The Court finds that the disputes fall within the coverage of the Agreement. See Gannon v. Circuit City Stores, Inc., 262 F.3d 677, 680 (8th Cir. 2001) (Courts "determine simply whether the parties have entered a valid agreement to arbitrate and, if so, whether the existing dispute falls under the coverage of the agreement."). Plaintiff's last argument is that the AUAA applies to her case and that under the AUAA her claims, which sound in tort, are not subject to arbitration. See Ark. Code Ann. § 16-108-201 (Arkansas Uniform Arbitration Act does not apply to "personal injury or tort matters, employer-
employee disputes, nor to any insured or beneficiary under any insurance policy or annuity contract."); Hassan v Arkansas Methodist Hospital Corp., 2010 WL 1961371 (E.D. Ark 2010) ("civil rights counterclaim sounds in `personal injury or tort,' and is not arbitrable under the AUAA). Under Arkansas law, when "the parties designate in the arbitration agreement which arbitration statute they wish to have control, the court should apply their choice." See Terminix Int'l Co. V. Trivitt, 104 Ark. App. 122, 126, 289 S.W.3d 485, 488 (2008). Here, the Agreement states that the parties agree that the FAA will apply. Moreover, the Arkansas Court of Appeals has stated that tort claims can be arbitrated under the FAA. See Pest Management, Inc. v. Langer, 96 Ark.

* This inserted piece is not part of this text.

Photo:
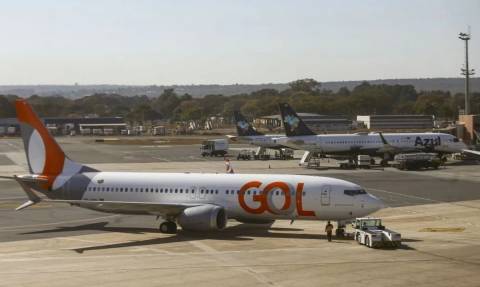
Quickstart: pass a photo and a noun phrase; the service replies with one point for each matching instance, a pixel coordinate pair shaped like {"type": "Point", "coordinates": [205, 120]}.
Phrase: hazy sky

App. 220, 224 n.1, 240 S.W.3d 149, 153 n.1. IT IS THEREFORE ORDERED that the clerk administratively terminate the action in his records, without prejudice to the right of the parties to reopen the proceedings for good cause shown for the entry of any stipulation, order, or for any other purpose required to enforce an arbitration award. Provided however, this case will not be reopened unless within 60 days of
the final disposition of the above proceeding an application to reopen is filed herein by one or more parties to this action. If no such motion to reopen is filed within said 60-day period this order shall be deemed a dismissal with prejudice of all claims made in this case. IT IS SO ORDERED this 29 day of July, 2010.